BAC array results demonstrating diminished log2 signal ratio on chromosome 5p15.1 in DNA from study participant S56. The Y axis depicts the log2 ratio of hybridization signal compared to pooled controls. The X axis depicts location in megabases along chromosome 5. The arrow identifies the loci defined by BACs RP11-88L18 and RP11–91D21.

The basic repeat unit is 3434 bp in length. In the reference sequence, there are 19 units with 99-100% identity in tandem (16 oriented in the positive direction and 3 in the negative direction) (Fig. 2A). There are 7 units, of lesser identity and with greater separation between units, located in the telomeric and centromeric flanking regions surrounding the central 19 units. A BLAST search indicates that the repeat unit does not exist elsewhere in the human reference sequence.

Figure 2.

Figure 2

Genomic structure of 5p15.1. A. Representation of 200 kb of chromosome 5p15.1 from the human reference sequence (hg 18 build 36) illustrating the relative location and orientation of 26 repeat units. The units colored white have > 99% identity; the units colored grey have identity ranging from 88% to 93%. Shown are BACs detecting the copy number change, the qPCR sites used to define the copy number change (telomeric qPCR begins at 17,521,414 bp; centromeric qPCR ends at 17, 718,335 bp and is located in a spliced EST-BM682321) and the HindIII restriction sites (17,571,914 and 17,648,982 respectively) used in pulse field experiments. Small arrows in the repeat units depict their orientation. B. Conservation pattern across species is shown for the central 19 tandem units (http://genome.ucsc.edu). C. Representation of a single 3434 bp repeat. The figure depicts the relative position of the qPCR product used to measure copy number, the PCR product used to detect transcription, Genscan gene prediction, human ESTs, and the conservation across the repeat unit (http://genome.ucsc.edu). D. Transcript expression of the conserved region of 5p15.1 tandem repeat units. Shown is RT-PCR performed with cDNA obtained from frontal cortex of 2 individuals. The same result was obtained using cDNA from whole brain of 3 individuals and hippocampus of 1 individual. Ladder is in lane 1 with units in base pairs. A band of the predicted 249 base pairs located in the central conserved region of the repeat unit is shown in lanes 2 and 4. The region was amplified in the RT+ samples but not in the corresponding RT- samples or the water blank.

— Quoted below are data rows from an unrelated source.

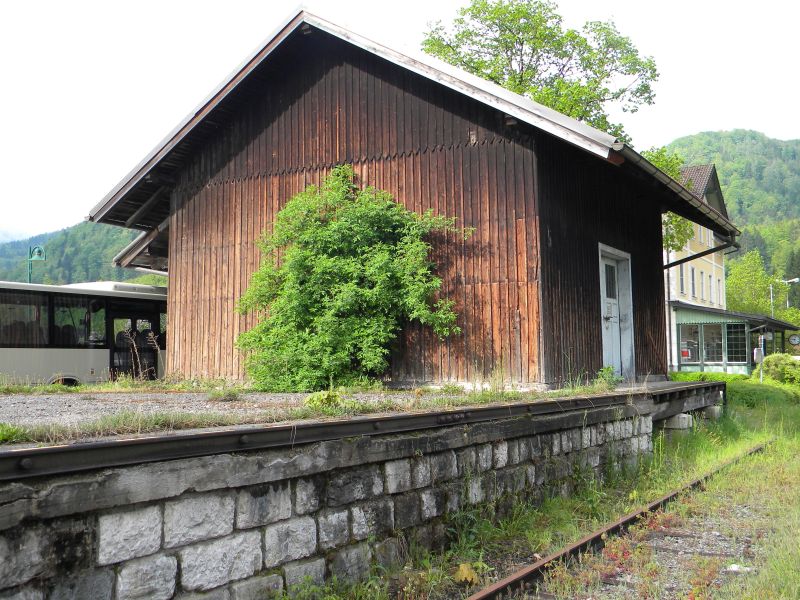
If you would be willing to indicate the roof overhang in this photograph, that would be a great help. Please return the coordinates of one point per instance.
(141, 199)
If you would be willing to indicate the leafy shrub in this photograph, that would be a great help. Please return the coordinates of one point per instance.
(780, 367)
(331, 402)
(606, 379)
(706, 376)
(751, 394)
(343, 270)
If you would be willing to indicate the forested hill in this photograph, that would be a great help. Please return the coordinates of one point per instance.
(760, 176)
(76, 254)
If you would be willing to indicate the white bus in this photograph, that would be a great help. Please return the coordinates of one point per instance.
(81, 333)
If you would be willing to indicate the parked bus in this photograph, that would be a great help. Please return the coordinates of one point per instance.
(81, 333)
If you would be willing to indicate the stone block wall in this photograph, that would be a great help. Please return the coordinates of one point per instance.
(243, 526)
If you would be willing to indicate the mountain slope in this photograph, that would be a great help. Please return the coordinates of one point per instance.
(760, 176)
(76, 254)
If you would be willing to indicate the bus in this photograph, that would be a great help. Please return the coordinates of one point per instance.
(81, 333)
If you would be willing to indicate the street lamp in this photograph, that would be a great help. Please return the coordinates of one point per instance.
(35, 253)
(772, 299)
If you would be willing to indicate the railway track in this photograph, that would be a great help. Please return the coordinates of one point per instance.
(524, 579)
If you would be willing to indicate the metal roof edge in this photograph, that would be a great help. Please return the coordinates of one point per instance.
(136, 174)
(721, 311)
(538, 115)
(630, 154)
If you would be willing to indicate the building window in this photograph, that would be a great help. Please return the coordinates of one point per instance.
(702, 286)
(737, 342)
(689, 336)
(712, 342)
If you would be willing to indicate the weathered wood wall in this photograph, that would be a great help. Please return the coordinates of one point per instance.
(585, 202)
(320, 102)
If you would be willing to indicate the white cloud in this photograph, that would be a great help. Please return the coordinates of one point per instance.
(91, 87)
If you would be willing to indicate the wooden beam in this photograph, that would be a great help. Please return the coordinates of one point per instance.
(145, 208)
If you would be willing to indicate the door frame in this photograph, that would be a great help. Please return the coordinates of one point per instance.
(625, 301)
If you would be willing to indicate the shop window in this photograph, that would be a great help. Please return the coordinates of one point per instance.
(689, 336)
(712, 342)
(737, 342)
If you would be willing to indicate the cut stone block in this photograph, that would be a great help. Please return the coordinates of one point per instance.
(289, 540)
(212, 564)
(713, 413)
(150, 578)
(198, 518)
(129, 534)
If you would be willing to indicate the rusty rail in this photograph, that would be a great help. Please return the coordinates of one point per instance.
(519, 581)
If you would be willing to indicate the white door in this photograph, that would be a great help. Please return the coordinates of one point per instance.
(609, 303)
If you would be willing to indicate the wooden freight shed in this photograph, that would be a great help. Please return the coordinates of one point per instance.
(562, 276)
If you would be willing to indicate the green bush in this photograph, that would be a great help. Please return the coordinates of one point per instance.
(706, 376)
(751, 394)
(342, 272)
(780, 367)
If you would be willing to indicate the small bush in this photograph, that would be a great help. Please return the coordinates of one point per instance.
(606, 379)
(344, 270)
(706, 376)
(10, 434)
(332, 403)
(780, 367)
(224, 395)
(751, 394)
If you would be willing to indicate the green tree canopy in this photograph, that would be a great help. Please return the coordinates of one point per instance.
(523, 45)
(748, 287)
(342, 271)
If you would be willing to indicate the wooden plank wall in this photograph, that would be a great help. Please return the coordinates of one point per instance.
(317, 103)
(585, 202)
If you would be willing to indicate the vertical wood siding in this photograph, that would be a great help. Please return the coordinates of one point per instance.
(585, 202)
(319, 102)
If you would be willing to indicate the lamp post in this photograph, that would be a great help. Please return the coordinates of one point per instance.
(35, 253)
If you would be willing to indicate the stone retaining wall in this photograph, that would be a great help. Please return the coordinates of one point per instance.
(244, 526)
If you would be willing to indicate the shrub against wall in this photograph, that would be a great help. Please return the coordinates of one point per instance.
(343, 269)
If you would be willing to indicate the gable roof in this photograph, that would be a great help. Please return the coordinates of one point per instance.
(137, 200)
(703, 182)
(696, 178)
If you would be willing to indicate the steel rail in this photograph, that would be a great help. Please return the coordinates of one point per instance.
(23, 463)
(517, 582)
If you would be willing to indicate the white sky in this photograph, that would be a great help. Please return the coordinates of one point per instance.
(88, 88)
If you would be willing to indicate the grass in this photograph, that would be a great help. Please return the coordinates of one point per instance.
(485, 540)
(320, 405)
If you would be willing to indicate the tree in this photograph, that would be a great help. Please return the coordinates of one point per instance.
(675, 230)
(522, 45)
(748, 287)
(342, 271)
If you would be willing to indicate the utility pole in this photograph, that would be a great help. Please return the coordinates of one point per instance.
(35, 253)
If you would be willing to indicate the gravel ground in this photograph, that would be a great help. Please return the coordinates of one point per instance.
(75, 409)
(688, 557)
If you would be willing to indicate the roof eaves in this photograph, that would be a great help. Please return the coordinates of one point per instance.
(716, 217)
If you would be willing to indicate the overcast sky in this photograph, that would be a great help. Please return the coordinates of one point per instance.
(88, 88)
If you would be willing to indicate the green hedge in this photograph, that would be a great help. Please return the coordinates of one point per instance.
(705, 376)
(751, 394)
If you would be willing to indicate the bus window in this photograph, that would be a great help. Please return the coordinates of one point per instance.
(97, 323)
(70, 322)
(23, 319)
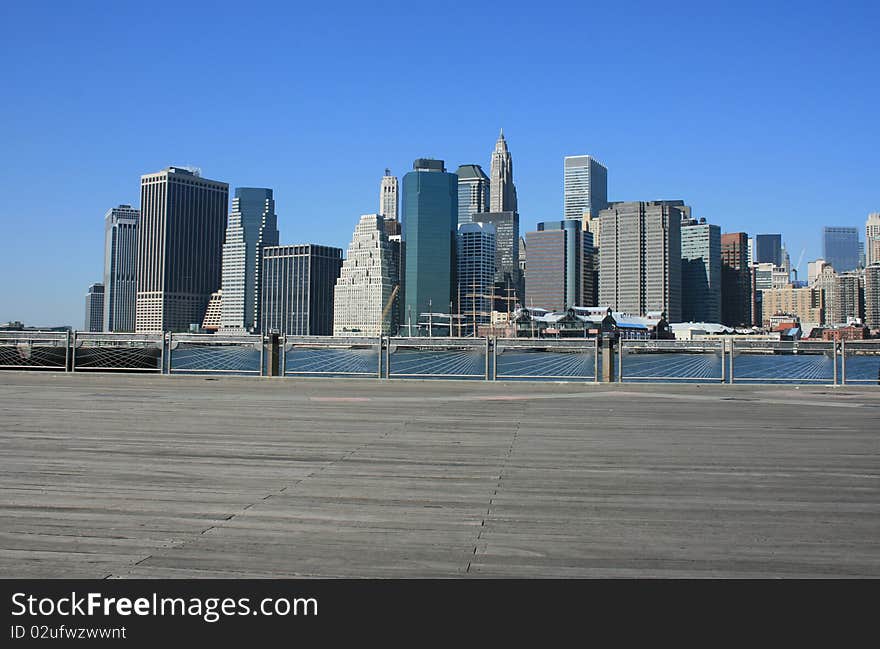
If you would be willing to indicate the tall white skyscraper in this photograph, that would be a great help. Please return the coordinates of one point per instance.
(473, 192)
(252, 226)
(502, 190)
(585, 187)
(388, 196)
(120, 268)
(640, 259)
(365, 284)
(872, 239)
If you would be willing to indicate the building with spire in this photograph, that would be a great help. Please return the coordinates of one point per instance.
(388, 196)
(473, 192)
(361, 300)
(502, 191)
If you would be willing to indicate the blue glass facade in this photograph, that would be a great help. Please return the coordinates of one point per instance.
(428, 225)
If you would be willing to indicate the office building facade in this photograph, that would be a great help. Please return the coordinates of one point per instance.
(840, 247)
(180, 248)
(388, 196)
(473, 192)
(872, 296)
(872, 239)
(475, 260)
(508, 275)
(502, 190)
(735, 280)
(700, 271)
(640, 259)
(768, 249)
(362, 297)
(559, 268)
(298, 286)
(94, 319)
(120, 268)
(252, 226)
(585, 187)
(429, 222)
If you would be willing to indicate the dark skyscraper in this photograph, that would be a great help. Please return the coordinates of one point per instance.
(298, 285)
(94, 307)
(840, 247)
(430, 218)
(736, 285)
(180, 248)
(768, 249)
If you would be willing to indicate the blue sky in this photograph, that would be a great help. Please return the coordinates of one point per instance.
(761, 115)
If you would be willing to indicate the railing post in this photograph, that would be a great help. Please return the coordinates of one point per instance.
(834, 360)
(379, 356)
(723, 350)
(732, 354)
(488, 345)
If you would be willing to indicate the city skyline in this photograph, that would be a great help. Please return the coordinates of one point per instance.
(736, 104)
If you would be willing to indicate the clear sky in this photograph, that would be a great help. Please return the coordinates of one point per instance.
(761, 115)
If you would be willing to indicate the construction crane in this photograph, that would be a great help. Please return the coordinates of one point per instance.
(389, 302)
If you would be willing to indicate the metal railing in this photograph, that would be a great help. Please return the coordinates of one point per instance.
(32, 350)
(783, 361)
(109, 352)
(215, 354)
(860, 362)
(529, 359)
(671, 360)
(505, 359)
(461, 358)
(331, 356)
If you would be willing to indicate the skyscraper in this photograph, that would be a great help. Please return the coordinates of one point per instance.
(476, 274)
(700, 271)
(180, 248)
(768, 249)
(388, 200)
(840, 247)
(872, 296)
(872, 239)
(94, 307)
(298, 283)
(585, 187)
(120, 268)
(364, 287)
(560, 266)
(430, 218)
(252, 226)
(473, 192)
(640, 260)
(509, 287)
(736, 308)
(502, 191)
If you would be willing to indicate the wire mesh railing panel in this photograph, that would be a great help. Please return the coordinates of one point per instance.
(671, 360)
(33, 350)
(330, 361)
(437, 358)
(206, 353)
(791, 362)
(860, 362)
(114, 352)
(554, 360)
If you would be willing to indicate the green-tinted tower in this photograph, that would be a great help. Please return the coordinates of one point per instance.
(428, 224)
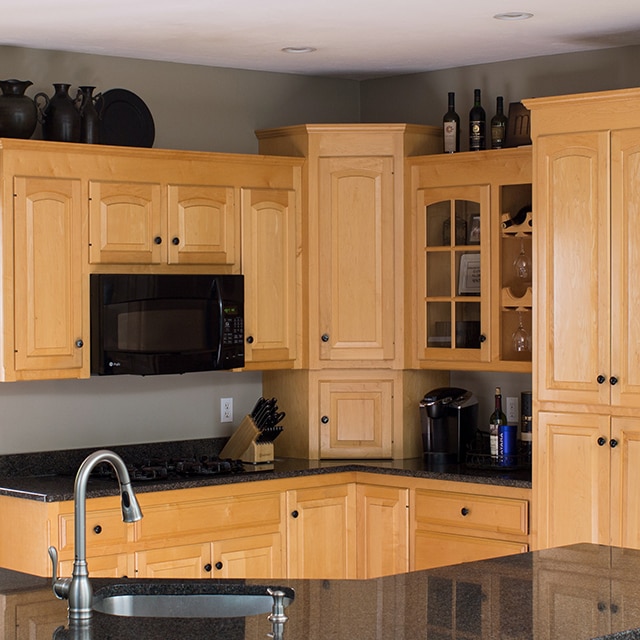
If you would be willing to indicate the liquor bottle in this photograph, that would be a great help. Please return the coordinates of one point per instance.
(477, 121)
(451, 127)
(498, 125)
(496, 419)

A section of 405 bp within each 3434 bp repeat unit is highly conserved across species (Fig. 2B). Genscan (Burge and Karlin 1997) predicts a gene of 552 bp that includes the highly conserved region of each repeat unit (Fig. 2C). The predicted product is a protein of 183 amino acids. A stretch of 35 amino acids at the C-terminus of the predicted protein shows 76% identity with a conserved region at the C-terminus of TAF11, a TFIID subunit which binds to TFIIA and is involved in RNA polymerase II transcription initiation (Robinson et al., 2005). No human ESTs have been mapped to the conserved region. However, RT-PCR indicated transcription of the conserved region in human brain; the central 249 bp (Fig. 2D) and the encompassing 438 bp were both amplified. Two unspliced human ESTs map within the repeat unit but outside of the conserved region. U83515 is 205 bp long, 99% identical to the genomic sequence, and from unspecified human tissue. AV730429 is 386 bp long, 99% identical to the genomic sequence, and from hypothalamus. The nearest known gene to the tandem repeat (220 kb telomeric) is Brain Acid-Soluble protein 1 (BASP1); the protein product is involved in axonal growth and guidance.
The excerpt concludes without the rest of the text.